MATILDA’s Model Navigator: Its purpose, focus, defining questions, and final categories

MATILDA’s Model Navigator is developed as a supporting tool that you can use if you want to learn more about dynamic modeling of intensive longitudinal data (ILD), or if you want help in deciding what models may be most useful in your empirical study. It focuses on univariate N=1 time series models, which form the building blocks for many multivariate and/or \(N>1\) modeling techniques.

The Model Navigator is based on three questions about the dynamics you expect to characterize the process that you want to study. These expectations can be based on the theory you have, or on the patterns you believe to be present in the intensive longitudinal data (ILD) you have. When you theorize about the temporal patterns that characterize a process, this very much depends on what data collection method you used or plan to use (e.g., whether you use self-reports, mobile sensing, or another technique), as well as the temporal design you use or plan to use (e.g., how often you measure, how densely spaced in time your measurements are, and for how long you observe the process). Using MATILDA’s Model Navigator as a supporting tool in decision making thus requires you to bring together the four key components: theory, measurement and analysis, in the context of your study.

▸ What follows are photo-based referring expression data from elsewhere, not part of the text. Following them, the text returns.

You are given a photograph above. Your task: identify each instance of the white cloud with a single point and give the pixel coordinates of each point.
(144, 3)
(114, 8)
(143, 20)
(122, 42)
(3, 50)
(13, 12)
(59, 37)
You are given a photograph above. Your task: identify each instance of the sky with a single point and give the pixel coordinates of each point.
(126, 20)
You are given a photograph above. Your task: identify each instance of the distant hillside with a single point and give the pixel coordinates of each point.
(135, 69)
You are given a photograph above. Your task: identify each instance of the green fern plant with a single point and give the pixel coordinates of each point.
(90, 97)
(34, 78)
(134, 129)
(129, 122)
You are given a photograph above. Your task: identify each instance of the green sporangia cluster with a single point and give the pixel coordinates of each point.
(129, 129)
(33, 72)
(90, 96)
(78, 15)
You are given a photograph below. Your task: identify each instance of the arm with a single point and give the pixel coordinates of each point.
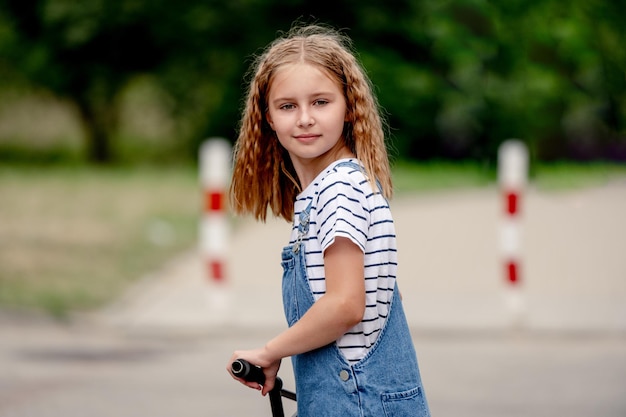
(341, 308)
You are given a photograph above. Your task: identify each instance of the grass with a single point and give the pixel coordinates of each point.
(72, 239)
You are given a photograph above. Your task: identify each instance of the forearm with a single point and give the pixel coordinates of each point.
(325, 322)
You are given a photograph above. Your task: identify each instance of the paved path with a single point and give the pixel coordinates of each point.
(450, 268)
(161, 350)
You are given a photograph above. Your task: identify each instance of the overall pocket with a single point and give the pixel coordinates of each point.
(410, 403)
(290, 305)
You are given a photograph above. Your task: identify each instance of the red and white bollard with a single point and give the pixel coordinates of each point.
(215, 171)
(512, 179)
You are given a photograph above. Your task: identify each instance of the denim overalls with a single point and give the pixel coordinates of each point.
(386, 382)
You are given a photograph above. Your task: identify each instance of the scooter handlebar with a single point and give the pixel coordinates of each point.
(248, 372)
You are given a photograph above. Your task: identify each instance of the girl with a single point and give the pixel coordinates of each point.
(311, 149)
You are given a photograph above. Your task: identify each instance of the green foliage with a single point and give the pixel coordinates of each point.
(455, 77)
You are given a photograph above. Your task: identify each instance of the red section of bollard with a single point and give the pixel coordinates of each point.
(512, 203)
(214, 201)
(512, 272)
(216, 270)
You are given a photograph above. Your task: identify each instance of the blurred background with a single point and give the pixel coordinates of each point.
(104, 106)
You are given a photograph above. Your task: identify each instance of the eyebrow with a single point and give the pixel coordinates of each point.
(315, 95)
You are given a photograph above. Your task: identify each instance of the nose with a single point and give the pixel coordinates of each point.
(305, 119)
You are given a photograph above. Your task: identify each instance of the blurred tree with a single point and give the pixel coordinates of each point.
(455, 77)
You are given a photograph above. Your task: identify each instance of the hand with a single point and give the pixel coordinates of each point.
(257, 357)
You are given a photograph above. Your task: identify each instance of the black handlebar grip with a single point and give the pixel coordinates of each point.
(246, 371)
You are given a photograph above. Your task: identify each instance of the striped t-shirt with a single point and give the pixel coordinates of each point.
(343, 204)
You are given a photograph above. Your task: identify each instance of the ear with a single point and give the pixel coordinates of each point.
(268, 117)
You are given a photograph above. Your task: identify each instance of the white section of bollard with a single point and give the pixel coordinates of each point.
(512, 179)
(215, 163)
(215, 172)
(512, 165)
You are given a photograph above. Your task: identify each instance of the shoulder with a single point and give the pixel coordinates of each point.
(345, 176)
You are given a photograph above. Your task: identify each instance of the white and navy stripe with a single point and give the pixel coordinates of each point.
(344, 204)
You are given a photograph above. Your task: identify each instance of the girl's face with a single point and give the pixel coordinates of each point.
(307, 110)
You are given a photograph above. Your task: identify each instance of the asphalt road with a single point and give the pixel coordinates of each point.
(77, 370)
(161, 349)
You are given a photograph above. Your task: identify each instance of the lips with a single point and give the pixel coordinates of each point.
(307, 137)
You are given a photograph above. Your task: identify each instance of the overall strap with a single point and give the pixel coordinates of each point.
(303, 226)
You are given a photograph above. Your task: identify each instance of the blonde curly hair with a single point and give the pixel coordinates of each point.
(263, 176)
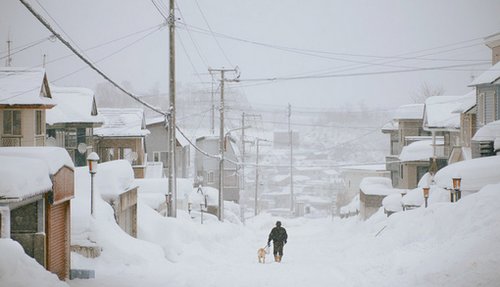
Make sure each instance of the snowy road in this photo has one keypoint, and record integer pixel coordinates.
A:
(424, 247)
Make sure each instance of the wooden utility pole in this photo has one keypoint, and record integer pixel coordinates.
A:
(172, 193)
(8, 61)
(290, 136)
(220, 212)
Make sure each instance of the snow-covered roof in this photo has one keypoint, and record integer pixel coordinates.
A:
(392, 125)
(378, 186)
(488, 132)
(409, 112)
(114, 178)
(440, 111)
(23, 177)
(54, 157)
(475, 173)
(468, 102)
(420, 150)
(122, 123)
(370, 167)
(353, 206)
(74, 105)
(23, 86)
(490, 76)
(155, 120)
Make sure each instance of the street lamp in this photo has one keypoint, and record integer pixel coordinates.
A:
(92, 160)
(456, 187)
(426, 195)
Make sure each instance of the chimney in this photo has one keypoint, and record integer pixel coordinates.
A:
(493, 42)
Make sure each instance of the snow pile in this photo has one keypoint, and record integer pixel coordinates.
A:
(409, 112)
(439, 110)
(74, 105)
(378, 186)
(114, 178)
(53, 157)
(352, 207)
(489, 132)
(417, 151)
(449, 244)
(393, 203)
(18, 269)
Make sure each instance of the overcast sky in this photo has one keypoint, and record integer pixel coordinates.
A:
(321, 53)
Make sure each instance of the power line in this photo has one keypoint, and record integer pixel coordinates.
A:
(69, 46)
(212, 33)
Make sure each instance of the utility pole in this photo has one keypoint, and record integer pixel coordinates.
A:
(212, 118)
(243, 115)
(8, 61)
(172, 194)
(220, 213)
(257, 140)
(290, 137)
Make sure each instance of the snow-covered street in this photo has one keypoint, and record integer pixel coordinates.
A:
(423, 247)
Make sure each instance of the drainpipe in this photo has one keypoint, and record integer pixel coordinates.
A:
(5, 222)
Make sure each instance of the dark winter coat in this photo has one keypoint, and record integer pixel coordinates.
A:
(278, 234)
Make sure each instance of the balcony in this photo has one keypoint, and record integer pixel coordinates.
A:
(11, 140)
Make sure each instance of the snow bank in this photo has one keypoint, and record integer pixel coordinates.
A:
(378, 186)
(113, 178)
(18, 269)
(420, 150)
(446, 244)
(53, 157)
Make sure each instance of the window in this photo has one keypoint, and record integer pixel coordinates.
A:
(11, 122)
(210, 177)
(38, 123)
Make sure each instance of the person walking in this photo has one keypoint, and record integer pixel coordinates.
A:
(279, 237)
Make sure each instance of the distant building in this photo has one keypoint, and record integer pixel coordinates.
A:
(71, 122)
(158, 145)
(281, 139)
(24, 98)
(207, 168)
(122, 136)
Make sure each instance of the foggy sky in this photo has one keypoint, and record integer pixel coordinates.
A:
(275, 39)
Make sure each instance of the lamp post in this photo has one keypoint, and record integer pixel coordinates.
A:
(456, 188)
(92, 160)
(426, 195)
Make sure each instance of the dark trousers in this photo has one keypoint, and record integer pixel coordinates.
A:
(278, 248)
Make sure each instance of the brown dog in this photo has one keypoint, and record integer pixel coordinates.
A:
(261, 255)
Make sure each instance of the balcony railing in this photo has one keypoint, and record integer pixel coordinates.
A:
(11, 141)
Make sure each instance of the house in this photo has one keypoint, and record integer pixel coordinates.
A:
(122, 136)
(158, 146)
(24, 98)
(415, 161)
(207, 168)
(70, 124)
(487, 98)
(372, 191)
(406, 124)
(442, 120)
(352, 176)
(467, 129)
(35, 209)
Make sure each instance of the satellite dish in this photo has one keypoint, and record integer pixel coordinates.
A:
(50, 141)
(82, 148)
(134, 155)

In this article you can read more about: 1) the purpose of MATILDA’s Model Navigator; 2) the focus on univariate \(N=1\) models; 3) the three key questions underlying the Model Navigator; and 4) the five categories these questions ultimately distinguish.

1 Purpose

The purpose of MATILDA’s Model Navigator is two-fold:

  • First, the Model Navigator can be used as a didactic tool to help you learn more about diverse dynamic models, to develop intuition about the dynamic patterns these diverse models can generate and how these patterns depend on particular parameters of the model, and to gain deeper insight into how different models are related to each other.

  • Second, the Model Navigator can be used as a decision-supporting tool to help you find the most promising models for your study, depending on the kind of data you have and the theory you have about the process you try to capture with these data.

MATILDA’s Model Navigator is based on models that are well known and have been described and studied extensively in the time series literature. While there is already a lot of literature on these models, especially in econometrics, the existing presentations are not always easy to understand for researchers from other disciplines: It tends to require familiarity with the field’s jargon and often builds on assumed prior knowledge.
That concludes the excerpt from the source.